Seeing Stoney’s horse tied at the hitching rail, he was surprised to find his deputy still there so late in the afternoon. Stepping inside his office door, he found Stoney there, but not at the desk. Instead, he was laid out on a blanket on the floor, stone dead.
J.D. recoiled, seeing his deputy cold and stiff, his eyes gaping wide as if he had stared into the face of death. Stunned, J.D. just stood there staring at the body until shaken from his stupor by the sound of boot heels on the porch behind him. He turned to face Roy Whitworth, followed closely by Raymond Fletcher, Oscar Anderson, and Barney Samuels. They all crowded around him.
“I see you found your deputy,” Roy said. “That’s the work of your friend Drummond’s hired killer— shot him down in Oscar’s place while you were gone somewhere.”
“I was out to talk to Drummond,” J.D. offered weakly.

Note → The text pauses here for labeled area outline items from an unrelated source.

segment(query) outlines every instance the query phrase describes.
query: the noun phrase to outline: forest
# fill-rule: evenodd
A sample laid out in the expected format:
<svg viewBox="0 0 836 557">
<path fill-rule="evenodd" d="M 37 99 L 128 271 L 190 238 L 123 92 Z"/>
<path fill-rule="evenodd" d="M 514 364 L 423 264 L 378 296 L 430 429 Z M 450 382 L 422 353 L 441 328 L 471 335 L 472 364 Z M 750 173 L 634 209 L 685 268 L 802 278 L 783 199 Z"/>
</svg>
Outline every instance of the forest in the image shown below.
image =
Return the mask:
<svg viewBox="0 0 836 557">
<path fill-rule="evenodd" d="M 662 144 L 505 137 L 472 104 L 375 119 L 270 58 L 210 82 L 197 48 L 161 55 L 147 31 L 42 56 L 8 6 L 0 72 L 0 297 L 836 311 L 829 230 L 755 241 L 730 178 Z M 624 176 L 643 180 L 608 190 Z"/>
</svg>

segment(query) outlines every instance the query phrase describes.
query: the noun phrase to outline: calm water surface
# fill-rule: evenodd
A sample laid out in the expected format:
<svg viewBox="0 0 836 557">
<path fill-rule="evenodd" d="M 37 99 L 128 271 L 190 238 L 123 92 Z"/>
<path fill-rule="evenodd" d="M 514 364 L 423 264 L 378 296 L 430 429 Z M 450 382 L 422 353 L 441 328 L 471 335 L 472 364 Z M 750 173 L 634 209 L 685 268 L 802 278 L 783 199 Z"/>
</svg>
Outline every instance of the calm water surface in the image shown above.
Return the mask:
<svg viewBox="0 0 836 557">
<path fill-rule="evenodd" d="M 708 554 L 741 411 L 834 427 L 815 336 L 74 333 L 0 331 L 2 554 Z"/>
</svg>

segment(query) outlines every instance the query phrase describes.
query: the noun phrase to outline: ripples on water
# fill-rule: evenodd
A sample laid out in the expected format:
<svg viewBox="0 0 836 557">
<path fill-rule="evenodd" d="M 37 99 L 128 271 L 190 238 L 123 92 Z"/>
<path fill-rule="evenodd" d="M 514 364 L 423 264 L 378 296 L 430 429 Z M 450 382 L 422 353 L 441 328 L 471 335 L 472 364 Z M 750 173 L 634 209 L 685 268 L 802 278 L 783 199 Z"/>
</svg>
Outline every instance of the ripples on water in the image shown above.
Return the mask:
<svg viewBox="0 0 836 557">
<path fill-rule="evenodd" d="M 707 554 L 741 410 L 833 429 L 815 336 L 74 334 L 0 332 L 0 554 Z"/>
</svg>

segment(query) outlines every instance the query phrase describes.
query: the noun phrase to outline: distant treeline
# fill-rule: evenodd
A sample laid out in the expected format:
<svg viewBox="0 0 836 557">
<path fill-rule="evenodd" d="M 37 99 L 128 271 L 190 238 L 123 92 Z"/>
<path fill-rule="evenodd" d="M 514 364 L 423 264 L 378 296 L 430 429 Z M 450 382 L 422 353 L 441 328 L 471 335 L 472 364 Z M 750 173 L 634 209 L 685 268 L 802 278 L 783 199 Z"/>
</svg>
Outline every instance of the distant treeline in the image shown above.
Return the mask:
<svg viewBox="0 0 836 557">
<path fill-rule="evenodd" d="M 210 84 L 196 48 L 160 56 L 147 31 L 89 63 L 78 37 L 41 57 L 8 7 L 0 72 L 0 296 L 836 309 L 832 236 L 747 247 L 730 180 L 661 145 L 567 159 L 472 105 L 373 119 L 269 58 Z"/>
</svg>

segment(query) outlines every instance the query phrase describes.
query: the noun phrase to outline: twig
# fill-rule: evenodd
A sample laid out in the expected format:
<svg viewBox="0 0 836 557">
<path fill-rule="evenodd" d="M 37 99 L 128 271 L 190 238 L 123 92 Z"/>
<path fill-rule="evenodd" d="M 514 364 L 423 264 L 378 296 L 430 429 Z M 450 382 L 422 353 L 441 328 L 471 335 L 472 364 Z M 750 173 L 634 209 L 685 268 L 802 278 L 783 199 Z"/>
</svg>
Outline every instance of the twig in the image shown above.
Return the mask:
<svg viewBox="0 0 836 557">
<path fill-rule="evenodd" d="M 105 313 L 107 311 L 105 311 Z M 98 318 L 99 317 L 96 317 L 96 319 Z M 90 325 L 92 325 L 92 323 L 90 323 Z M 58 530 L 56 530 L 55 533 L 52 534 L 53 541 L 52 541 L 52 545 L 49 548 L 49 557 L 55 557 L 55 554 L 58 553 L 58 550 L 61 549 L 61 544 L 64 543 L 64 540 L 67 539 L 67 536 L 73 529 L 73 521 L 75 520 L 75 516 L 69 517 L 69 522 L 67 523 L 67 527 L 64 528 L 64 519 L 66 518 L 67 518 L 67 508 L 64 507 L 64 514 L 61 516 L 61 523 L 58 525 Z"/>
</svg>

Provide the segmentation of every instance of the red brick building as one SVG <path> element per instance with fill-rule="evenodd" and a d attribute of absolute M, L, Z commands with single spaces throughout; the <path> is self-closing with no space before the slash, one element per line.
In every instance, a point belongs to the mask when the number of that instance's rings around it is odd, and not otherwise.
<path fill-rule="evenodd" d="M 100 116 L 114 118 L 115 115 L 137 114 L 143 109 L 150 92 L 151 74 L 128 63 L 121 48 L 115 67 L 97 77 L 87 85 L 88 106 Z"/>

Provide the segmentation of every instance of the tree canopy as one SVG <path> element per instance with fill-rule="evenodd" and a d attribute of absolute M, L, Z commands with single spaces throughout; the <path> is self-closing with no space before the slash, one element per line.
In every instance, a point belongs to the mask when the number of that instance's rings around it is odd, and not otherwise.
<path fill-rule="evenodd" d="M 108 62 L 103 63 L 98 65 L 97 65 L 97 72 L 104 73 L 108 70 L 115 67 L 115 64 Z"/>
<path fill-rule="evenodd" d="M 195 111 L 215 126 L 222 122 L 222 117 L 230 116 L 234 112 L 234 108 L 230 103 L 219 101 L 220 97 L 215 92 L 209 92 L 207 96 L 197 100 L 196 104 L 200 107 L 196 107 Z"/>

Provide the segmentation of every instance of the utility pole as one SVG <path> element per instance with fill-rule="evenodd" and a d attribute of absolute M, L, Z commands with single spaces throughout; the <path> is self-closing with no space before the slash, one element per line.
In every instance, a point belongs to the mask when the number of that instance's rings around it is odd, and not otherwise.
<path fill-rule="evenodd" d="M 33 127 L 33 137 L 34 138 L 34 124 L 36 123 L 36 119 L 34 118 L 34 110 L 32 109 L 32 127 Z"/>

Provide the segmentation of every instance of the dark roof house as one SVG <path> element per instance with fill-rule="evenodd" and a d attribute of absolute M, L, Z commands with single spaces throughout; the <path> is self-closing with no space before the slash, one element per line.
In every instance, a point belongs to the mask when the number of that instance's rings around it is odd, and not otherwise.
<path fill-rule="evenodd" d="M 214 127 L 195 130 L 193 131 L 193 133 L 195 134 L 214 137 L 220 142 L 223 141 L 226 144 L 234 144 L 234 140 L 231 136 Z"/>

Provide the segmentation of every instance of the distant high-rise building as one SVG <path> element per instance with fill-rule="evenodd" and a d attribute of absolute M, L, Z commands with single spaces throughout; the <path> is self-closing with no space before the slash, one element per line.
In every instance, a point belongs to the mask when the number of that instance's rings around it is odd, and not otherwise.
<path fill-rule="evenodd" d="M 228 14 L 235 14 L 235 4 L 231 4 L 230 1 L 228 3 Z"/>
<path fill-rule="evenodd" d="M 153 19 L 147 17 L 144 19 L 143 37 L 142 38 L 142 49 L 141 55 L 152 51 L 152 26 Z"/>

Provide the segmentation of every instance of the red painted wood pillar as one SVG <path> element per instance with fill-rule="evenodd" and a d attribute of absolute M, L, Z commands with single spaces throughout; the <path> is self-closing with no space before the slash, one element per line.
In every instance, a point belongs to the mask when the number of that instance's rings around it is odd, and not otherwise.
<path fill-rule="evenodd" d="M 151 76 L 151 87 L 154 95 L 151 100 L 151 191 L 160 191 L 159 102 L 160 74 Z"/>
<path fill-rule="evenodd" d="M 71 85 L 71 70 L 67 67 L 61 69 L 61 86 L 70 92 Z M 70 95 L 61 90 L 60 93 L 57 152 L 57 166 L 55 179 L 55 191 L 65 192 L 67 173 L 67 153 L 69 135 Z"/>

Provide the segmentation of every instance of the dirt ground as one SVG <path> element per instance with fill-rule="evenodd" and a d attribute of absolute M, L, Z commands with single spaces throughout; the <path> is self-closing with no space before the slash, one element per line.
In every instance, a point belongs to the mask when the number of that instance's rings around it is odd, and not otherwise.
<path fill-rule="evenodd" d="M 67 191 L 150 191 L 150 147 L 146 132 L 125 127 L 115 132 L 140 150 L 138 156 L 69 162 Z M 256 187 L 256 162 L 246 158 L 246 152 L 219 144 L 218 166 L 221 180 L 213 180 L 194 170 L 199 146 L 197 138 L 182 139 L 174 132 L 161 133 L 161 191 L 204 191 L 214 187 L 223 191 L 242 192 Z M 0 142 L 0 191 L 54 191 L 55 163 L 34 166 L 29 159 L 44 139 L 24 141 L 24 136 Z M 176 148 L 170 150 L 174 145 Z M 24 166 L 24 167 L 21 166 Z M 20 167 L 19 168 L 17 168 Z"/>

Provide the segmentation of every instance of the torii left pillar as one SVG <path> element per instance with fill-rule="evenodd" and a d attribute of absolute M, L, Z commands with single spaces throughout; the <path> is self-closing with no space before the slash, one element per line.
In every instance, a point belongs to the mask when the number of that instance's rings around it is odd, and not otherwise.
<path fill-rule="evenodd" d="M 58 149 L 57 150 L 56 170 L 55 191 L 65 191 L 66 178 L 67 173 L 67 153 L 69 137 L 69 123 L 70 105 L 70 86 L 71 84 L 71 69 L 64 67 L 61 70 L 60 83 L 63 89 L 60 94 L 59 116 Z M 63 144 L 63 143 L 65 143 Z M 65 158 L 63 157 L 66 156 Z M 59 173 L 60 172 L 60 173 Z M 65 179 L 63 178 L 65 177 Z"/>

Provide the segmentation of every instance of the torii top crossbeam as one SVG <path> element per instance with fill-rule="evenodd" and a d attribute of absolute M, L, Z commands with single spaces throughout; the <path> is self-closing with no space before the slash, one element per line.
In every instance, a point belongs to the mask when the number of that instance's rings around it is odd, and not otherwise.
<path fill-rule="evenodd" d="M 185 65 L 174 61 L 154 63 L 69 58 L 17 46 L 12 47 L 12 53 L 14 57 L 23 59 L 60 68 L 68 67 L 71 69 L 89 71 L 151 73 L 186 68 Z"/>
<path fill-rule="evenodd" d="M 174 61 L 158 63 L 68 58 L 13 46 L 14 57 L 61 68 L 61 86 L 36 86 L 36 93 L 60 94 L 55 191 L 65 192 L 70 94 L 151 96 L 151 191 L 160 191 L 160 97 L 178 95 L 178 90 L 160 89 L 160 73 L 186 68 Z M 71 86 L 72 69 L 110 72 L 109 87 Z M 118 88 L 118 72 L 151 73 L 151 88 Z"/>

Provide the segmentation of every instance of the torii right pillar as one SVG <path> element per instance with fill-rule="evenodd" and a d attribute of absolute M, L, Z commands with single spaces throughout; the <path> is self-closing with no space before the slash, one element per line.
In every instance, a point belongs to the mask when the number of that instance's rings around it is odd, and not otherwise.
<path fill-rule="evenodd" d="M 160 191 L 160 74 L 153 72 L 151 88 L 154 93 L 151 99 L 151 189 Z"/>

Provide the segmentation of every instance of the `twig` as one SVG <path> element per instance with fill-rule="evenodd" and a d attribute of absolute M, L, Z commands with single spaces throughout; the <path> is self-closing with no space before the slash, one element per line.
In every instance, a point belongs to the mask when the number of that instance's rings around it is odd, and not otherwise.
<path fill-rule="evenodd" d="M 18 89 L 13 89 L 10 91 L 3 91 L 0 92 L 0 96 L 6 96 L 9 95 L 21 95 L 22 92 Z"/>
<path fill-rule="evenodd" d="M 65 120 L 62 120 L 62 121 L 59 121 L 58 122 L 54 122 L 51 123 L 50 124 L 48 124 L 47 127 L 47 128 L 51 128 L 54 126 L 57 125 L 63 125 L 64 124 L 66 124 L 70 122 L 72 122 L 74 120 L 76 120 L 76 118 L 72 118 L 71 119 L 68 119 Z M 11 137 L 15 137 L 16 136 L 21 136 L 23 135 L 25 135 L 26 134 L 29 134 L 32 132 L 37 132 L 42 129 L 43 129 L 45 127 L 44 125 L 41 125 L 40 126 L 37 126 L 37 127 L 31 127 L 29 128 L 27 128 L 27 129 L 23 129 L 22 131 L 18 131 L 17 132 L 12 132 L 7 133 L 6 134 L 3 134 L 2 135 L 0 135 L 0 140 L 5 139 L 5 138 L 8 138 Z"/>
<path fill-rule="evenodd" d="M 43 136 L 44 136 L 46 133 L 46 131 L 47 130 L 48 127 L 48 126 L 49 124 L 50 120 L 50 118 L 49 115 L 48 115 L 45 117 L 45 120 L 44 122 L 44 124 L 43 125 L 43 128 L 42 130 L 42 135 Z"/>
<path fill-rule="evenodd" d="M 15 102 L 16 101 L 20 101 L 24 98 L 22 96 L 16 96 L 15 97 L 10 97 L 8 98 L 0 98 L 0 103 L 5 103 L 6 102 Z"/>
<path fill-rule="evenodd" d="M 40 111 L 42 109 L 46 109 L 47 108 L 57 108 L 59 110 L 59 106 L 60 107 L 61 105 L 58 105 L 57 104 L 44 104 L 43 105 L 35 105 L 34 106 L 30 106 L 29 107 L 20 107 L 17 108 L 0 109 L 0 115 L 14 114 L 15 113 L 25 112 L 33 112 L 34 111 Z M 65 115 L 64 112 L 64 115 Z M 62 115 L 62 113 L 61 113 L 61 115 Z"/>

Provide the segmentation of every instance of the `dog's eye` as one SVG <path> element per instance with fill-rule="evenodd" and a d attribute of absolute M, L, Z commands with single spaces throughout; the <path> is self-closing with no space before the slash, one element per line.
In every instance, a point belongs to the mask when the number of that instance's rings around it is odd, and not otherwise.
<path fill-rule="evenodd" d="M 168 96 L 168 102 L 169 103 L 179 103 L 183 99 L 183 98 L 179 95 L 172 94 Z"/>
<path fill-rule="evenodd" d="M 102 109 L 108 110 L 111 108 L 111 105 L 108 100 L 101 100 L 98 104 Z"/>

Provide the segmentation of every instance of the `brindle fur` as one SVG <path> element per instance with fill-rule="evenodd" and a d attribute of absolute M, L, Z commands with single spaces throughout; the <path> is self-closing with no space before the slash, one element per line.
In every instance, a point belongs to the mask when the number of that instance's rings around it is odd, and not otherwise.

The mayor slowly nodded his head as if confirming a suspicion. “J.D., it’s time to pull the reins back on Frank Drummond. This time he’s gone too far. If this keeps up, he’s going to destroy our town.” He looked around him then to receive the nods of support from the other members of the council before continuing. “We’ve been discussing the problem all afternoon, and we’ve decided that it’s time to rid the town of Drummond and his gang of killers and thieves—maybe time to call up the vigilance committee again. You being the sheriff, it’s your job to take charge of that and see that our laws are enforced.”
J.D. didn’t know what to say. He had not yet recovered from finding Stoney laid out on the floor. He looked at the members of the council, all waiting for his reply, and he thought about his meeting with Drummond just finished. Now was the moment he hoped never to come, when he would have to decide to fight Frank Drummond and his killers. Finally he spoke. “It ain’t gonna be so easy, fightin’ Drummond. Wasn’t but one of you fellers rode with the vigilance committee back in ’sixty-eight.” He nodded toward Barney Samuels, the blacksmith. “The rest of the committee was men from Drummond’s ranch. He’ll most likely hire on more men if we was to come after him.”
“Dammit, J.D.,” the mayor blurted, “he’s strangling the town. We’ve got no choice but to fight for our homes and businesses. And that means Drummond has to be stopped. No more range wars, no more grabbing free-range land, no more killing of livestock and innocent men. Whiskey Hill could be as big as Cheyenne, but not with Frank Drummond holding a gun over the entire town.”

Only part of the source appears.